Agreed! We could take particles in two subsystems and "couple" them by letting them interact gravitationally (or admitting that they do, in fact, interact gravitationally). Or we could take particles in two subsystems and decree that they are the same (or admit that they are the same, since the subsystems overlap) - that's the "resource sharing" approach.
The second seems mathematically simpler since you don't need to specify a way the two particles are interacting. That's why we've focused on the second so far.
When you start specifying ways that two parts of two subsystems can interact, it seems you need a hand-crafted operad that has operations for all these ways. I'm not opposed to that. It would be fun to try it.
I tend to think that directed representations are good for processes (temporal networks). Semantics for these tend to involve states of resources as input/output wires and transformations (interactions) of those states as nodes.
Undirected directed diagrams are good for representing spatial networks, with the nodes representing persistent resources and edges (or often higher simplices) representing interactions. Semantics for these diagrams tend to be dynamical systems and/or their orbits, tracking change over time (sometimes obscured by a focus on fixed points).
Ultimately, these should interact, with processes modifying spatial networks, and process transitions triggered by dynamical changes to persistent variable.
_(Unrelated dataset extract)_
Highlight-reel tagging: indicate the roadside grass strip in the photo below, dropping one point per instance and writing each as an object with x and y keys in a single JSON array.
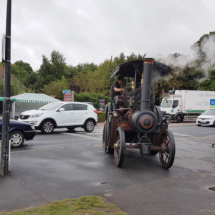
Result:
[{"x": 86, "y": 205}]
The Carnot engine is a good example, with process steps corresponding to different network arrangements of the engine and reservoirs.
Another point in the interrelation of doctrines: Lecture 10 in @David Jaz Myers's DOTS lecture series sees him use "clocks" to turn the compositional theory of Moore machines via lenses into a behavioral system theorem (Jan Willems style) composing by sharing variables.
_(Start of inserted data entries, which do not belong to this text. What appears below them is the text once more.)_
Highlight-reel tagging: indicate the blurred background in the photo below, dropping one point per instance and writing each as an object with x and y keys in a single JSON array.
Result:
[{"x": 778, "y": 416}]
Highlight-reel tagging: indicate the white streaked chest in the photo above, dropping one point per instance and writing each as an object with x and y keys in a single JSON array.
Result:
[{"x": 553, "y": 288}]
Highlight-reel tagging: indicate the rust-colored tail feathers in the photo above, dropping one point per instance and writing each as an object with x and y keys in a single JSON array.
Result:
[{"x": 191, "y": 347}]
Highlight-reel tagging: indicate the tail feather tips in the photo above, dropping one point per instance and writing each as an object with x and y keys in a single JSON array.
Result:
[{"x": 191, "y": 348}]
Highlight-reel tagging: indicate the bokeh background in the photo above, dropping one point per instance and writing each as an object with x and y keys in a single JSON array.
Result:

This is part of the Future Work announced in the DOTS paper:
Examine the Yoneda theory of systems theories (extending the work on representable morphisms of systems theories in Chapter 5 of [Mye21]). We will show that the simplest form of Willems’ behavioral approach to systems theory, as categorified in the sheaf approach of Schultz, Spivak, and Vasilakopolous [SSV19], is a discrete opfibration classifier in the 2-category of systems theories. In particular, features of systems theories representable by maps (such as trajectories, steady states, etc. but also control-barrier functions and cocycles) give (sometimes lax) morphisms of systems theories into Willems’ style behavioral systems theories (as demonstrated in the manuscript [Mye21]). This gives a robust class of compositionality theorems. We will explore how time variation in system behaviors arises out of a choice of a category of clock-systems which represent time-varying behavior, and connect this with the sheaf theoretic approach of [SSV19].
John Baez said:
That's why I take the cospan approach (which is closely allied to the operad of undirected wiring diagrams).
And allied to properads too:
Hmm, why not a 'Double Properadic Theory of Systems'? Can't we run these wiring diagrams backwards ?(Unwiring diagrams?)
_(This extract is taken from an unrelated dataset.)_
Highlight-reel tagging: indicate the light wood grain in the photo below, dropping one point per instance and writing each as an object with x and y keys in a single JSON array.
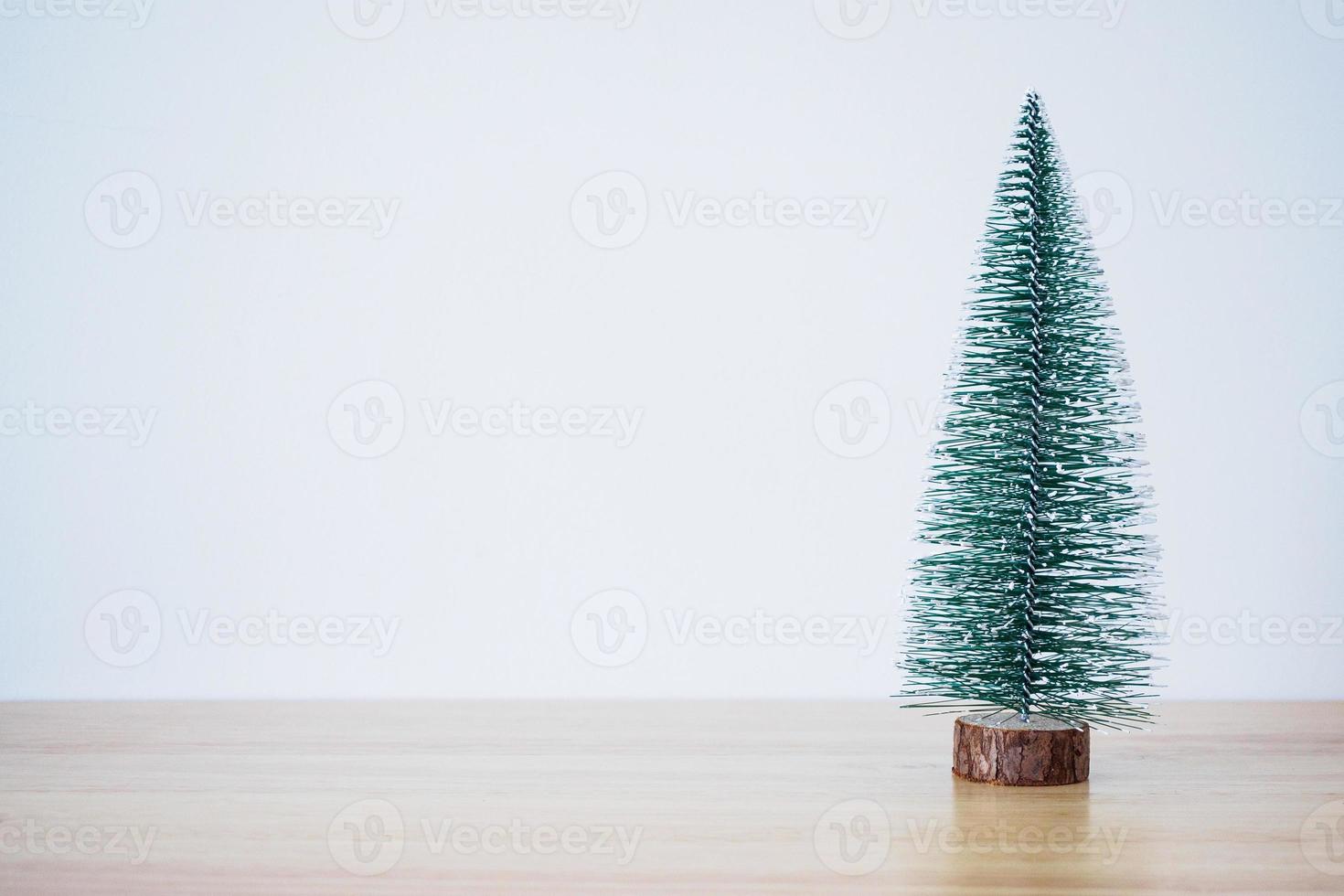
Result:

There's plenty of interest in variable sharing, do people look at de-identifying variables? A couple of financially independent people come together and pool resources, then later separate. A community of people who can each carry out many tasks starts to specialise.
I guess this is just along the lines of:
Spencer Breiner said:
Ultimately, these should interact, with processes modifying spatial networks, and process transitions triggered by dynamical changes to persistent variable.